To quote an old song, talking about “Game of Thrones” to the uninitiated is like trying to tell a stranger about rock ‘n roll. For those intoxicated by its debaucherous pleasures, though, the show’s return is something to be celebrated – “Winter is Coming” a favorite way of heralding in the spring. As has become almost a pattern, the fourth season begins somewhat slowly – juggling a dizzying assortment of existing characters, while introducing new ones – punctuated by major events, serving notice nobody lives forever. Even when the pace drags, George R.R. Martin’s creation is consistently as big and brawny as television gets.
As season four begins (in an episode directed by D.B. Weiss, who continues to write most of the hours with fellow showrunner David Benioff), many of the characters are still dealing with the fallout from last season’s “Red Wedding,” as the Lannister clan – under the mercurial leadership of teenage Joffrey (Jack Gleeson), as guided by his Machiavellian grandfather (Charles Dance) – go about consolidating their hold on King’s Landing, celebrating the end of the war.

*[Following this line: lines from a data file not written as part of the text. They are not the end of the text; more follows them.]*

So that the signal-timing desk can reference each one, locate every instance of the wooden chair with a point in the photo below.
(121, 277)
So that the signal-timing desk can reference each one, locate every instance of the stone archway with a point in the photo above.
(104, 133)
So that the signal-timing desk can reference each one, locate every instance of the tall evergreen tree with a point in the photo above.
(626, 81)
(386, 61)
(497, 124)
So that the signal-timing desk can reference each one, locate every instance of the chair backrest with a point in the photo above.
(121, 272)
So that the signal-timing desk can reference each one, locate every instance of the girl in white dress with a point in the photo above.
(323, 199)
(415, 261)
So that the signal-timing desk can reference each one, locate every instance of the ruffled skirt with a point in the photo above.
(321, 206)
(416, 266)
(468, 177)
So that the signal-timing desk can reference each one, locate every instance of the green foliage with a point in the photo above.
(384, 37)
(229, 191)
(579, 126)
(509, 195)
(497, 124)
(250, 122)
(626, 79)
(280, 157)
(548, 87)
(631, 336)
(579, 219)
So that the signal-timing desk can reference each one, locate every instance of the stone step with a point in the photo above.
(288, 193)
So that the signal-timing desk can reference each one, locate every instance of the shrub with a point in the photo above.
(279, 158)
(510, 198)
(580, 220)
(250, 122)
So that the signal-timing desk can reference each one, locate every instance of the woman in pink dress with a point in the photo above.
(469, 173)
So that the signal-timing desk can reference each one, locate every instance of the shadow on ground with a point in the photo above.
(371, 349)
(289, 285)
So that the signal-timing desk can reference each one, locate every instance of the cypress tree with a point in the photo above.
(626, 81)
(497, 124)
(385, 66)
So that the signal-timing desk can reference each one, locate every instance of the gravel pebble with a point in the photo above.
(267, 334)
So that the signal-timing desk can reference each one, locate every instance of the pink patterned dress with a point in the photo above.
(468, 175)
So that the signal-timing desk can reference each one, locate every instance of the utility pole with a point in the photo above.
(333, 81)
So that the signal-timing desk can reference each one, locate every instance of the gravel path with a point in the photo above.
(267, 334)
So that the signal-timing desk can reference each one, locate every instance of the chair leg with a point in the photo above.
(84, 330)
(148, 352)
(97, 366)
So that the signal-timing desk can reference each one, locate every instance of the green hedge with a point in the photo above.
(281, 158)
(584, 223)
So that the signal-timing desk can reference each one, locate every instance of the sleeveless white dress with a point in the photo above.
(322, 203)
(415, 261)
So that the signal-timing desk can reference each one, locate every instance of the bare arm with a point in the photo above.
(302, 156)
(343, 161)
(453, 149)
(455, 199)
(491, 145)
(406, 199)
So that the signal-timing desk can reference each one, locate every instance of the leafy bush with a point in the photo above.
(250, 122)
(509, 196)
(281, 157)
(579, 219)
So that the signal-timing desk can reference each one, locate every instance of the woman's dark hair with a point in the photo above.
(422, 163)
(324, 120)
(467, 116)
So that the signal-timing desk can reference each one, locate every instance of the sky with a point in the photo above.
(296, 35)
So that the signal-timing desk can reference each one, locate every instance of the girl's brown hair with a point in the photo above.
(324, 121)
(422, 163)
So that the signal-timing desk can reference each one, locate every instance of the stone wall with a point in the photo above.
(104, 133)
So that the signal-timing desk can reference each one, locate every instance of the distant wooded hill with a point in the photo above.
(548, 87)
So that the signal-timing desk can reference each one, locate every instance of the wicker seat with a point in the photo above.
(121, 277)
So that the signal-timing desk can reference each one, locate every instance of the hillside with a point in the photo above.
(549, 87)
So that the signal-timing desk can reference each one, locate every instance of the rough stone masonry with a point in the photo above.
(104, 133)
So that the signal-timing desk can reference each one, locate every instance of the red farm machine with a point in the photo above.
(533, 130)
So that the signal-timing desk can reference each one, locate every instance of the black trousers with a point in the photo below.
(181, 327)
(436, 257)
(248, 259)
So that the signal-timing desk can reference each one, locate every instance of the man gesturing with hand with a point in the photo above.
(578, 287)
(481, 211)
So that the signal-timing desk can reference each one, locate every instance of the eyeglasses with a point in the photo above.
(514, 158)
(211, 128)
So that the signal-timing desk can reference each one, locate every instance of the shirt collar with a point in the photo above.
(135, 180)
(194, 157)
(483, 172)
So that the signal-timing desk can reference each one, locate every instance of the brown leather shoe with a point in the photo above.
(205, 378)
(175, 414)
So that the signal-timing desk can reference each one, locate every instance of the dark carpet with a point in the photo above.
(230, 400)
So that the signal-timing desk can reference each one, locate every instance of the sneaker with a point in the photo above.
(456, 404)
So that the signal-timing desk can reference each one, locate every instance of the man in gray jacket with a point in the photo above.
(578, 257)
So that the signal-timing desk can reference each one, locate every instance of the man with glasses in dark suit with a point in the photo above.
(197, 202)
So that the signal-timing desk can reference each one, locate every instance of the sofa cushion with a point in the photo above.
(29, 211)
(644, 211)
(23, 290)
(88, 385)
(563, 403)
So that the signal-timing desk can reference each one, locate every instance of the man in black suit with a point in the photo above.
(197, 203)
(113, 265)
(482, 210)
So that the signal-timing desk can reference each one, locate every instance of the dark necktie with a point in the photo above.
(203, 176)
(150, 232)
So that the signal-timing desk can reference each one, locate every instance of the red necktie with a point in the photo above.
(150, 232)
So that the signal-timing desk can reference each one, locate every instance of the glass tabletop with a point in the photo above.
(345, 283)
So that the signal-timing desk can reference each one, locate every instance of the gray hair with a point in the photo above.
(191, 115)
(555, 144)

Like most things pertaining to “Game of Thrones,” however (and rest assured, this review is spoiler-free), victory dances risk being premature, especially with the vague threat massing near the wall to the north, and the Targaryen princess Daenarys (Emilia Clarke) now the proud mother of three dragons roughly the size of Cadillac Escalade.
The Stark children, meanwhile, remain scattered and continue to lick their wounds, with the best material involving the steely young Arya (Maisie Williams), who is traveling in the company of the towering mercenary the Hound (Rory McCann), a relationship that – in the best “Thrones” tradition – mixes disarming comedy with the constant threat of stomach-turning violence.
Martin’s fantasy world, with its ruthless lust for power, is surely not for the faint of heart, and the sheer number of subplots invariably means that one or two start to sag. (The would-be king Stannis Baratheon, played by Stephen Dillane, and his motley entourage would probably be a case in point.)
Such criticisms, however, amount to nitpicking on a show that operates at such a consistently high level, from the spectacular cast to the sweeping and diverse backdrops, consistently conjuring a summer-tentpole feel. While the sword-and-sandal genre has no shortage of iterations in this teeming era of original drama, “Game of Thrones’” mix of serialized storytelling and sumptuous trappings makes it look, to borrow a sports metaphor, like a man among boys.
In that respect, the show’s value to HBO also appears magnified, especially with the news that “Boardwalk Empire” will be concluding after its fifth season; and the fact the genre audience remains the most reliable contingent around in terms of being willing to ante up for that which they like.
Back when “Game of Thrones” premiered, a reporter asked HBO execs – given the scale of Martin’s books, and the fanaticism of their fan base – whether they would commit to at least seven seasons, a question, understandably, that they laughed off at the time.
As it stands now, though, it’s not hard to see the network hanging on for as long as the producers can possibly hold this magnificent beast together. After all, in the best spirit of the Westeros ethos, once you’ve actually managed to tame a dragon, why not take full advantage of it?